7. Anything you could have bought at the service station mini-mart on the way over, even if you didn’t.
8. An apologetic look and the words “That was today?”

Posted by admin on 22 January 2010

Friday’s best joke!

It’s a slow day in a little Western Queensland town. The sun is beating down and the streets are deserted. Times are tough, everybody is in debt, and everybody lives on credit. On this particular day a rich tourist from the Gold Coast is driving through town. He stops at the Royal Hotel lays a $100 note on the (rickety) desk saying he wants to inspect the rooms upstairs in order to pick one to spend the night.

As soon as the man walks the creaky old stairs the owner grabs the $100 note and runs next door to pay his debt to the butcher. The butcher takes the $100 and runs down the street to retire his debt to the pig farmer. The pig farmer takes the $100 and heads off to pay his bill for fuel and groceries. The manager of the Co-op takes the $100 and sneaks out to pay his debt to the local prostitute, who has also been facing hard times and has had to resort to offering her “services” on credit.

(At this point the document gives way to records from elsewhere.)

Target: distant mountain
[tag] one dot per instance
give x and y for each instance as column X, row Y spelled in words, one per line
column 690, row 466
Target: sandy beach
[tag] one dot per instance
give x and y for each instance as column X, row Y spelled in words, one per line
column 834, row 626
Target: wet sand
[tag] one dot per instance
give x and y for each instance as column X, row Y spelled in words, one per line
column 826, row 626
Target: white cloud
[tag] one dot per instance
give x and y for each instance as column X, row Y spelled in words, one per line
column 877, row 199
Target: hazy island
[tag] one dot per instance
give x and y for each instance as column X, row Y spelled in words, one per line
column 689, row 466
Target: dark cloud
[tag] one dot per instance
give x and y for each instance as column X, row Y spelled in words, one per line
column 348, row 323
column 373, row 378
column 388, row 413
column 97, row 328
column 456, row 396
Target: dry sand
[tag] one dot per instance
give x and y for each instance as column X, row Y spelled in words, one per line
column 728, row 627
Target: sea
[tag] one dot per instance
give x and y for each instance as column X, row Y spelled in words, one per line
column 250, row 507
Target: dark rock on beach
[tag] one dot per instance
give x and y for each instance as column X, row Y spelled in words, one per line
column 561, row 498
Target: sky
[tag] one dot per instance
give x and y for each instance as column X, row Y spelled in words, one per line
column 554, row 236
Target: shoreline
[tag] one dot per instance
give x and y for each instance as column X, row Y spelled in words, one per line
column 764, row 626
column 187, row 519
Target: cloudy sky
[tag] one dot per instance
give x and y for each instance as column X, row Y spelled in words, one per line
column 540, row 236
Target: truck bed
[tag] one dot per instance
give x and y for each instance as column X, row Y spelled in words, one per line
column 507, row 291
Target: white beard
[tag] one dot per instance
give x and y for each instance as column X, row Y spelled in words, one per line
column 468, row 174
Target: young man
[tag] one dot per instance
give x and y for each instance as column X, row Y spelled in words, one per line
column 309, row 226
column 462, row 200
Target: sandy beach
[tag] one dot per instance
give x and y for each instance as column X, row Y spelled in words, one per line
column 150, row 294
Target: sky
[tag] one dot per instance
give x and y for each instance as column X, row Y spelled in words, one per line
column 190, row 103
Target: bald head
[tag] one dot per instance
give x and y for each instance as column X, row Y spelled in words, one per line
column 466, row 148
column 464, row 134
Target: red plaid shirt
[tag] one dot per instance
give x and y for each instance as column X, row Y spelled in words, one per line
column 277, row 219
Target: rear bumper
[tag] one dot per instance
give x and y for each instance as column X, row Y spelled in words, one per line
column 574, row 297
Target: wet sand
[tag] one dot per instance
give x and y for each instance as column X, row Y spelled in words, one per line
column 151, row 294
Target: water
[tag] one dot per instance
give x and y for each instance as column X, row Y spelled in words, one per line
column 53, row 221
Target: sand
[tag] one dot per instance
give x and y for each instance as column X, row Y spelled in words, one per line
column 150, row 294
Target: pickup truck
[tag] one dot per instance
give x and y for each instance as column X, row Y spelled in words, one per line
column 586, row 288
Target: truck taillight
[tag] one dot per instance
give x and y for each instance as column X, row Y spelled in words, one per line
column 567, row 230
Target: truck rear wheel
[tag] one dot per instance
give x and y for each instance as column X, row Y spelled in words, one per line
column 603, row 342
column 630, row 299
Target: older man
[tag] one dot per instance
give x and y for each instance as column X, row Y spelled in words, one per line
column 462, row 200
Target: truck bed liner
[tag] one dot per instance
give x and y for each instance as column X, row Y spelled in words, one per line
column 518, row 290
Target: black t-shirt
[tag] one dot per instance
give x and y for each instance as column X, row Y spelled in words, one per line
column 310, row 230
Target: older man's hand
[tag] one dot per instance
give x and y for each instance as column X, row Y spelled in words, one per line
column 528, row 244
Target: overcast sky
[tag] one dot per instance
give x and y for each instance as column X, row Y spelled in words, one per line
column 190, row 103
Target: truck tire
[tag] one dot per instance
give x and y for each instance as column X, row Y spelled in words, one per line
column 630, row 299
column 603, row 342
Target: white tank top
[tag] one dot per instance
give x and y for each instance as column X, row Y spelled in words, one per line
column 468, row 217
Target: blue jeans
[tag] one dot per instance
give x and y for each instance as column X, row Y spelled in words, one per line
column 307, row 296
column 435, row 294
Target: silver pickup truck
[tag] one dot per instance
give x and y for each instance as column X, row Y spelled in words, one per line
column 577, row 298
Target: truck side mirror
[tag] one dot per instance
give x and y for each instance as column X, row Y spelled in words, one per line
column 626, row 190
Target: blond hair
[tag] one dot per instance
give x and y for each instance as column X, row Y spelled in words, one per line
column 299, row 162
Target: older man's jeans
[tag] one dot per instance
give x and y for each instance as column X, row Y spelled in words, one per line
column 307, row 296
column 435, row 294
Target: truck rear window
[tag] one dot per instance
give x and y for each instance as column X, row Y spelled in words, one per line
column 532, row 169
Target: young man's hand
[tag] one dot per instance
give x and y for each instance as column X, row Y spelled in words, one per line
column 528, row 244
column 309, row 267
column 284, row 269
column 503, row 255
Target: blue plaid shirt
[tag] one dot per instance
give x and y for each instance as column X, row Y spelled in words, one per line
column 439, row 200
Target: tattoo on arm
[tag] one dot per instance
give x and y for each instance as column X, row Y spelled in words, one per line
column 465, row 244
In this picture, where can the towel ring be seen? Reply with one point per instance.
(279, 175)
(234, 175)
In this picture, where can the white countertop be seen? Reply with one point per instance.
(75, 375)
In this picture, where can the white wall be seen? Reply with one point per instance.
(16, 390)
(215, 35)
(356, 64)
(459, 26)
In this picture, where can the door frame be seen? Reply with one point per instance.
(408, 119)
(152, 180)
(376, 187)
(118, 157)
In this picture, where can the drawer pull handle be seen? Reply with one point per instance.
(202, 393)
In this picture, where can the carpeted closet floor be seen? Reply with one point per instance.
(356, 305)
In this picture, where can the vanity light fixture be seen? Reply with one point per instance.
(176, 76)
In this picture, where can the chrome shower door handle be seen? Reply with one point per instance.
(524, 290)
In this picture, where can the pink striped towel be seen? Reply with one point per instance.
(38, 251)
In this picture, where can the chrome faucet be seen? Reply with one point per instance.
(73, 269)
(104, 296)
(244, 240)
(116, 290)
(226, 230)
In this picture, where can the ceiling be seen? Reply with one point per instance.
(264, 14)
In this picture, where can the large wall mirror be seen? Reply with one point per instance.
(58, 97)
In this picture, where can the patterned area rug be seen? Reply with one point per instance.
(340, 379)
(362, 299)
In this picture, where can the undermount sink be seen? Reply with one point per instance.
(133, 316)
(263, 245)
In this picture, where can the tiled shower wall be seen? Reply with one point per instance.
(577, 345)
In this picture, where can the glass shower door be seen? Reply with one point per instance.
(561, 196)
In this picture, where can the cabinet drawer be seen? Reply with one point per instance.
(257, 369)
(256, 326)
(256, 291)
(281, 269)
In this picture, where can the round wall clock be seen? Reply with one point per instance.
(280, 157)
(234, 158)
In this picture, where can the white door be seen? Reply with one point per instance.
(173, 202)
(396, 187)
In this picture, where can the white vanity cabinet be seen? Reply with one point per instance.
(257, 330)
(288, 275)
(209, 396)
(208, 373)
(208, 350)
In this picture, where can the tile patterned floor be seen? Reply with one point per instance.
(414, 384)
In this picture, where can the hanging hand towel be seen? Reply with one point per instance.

The hooker rushes to the hotel and pays off her room bill with the hotel owner.

The hotel proprietor then places the $100 back on the counter so the rich traveller will not suspect anything. At that moment the traveller creaks down the stairs, picks up the $100 bill, states that the rooms are not satisfactory, pockets the money and leaves town.

No one produced anything. No one earned anything. However the whole town is now out of debt and looks to the future with a lot more optimism.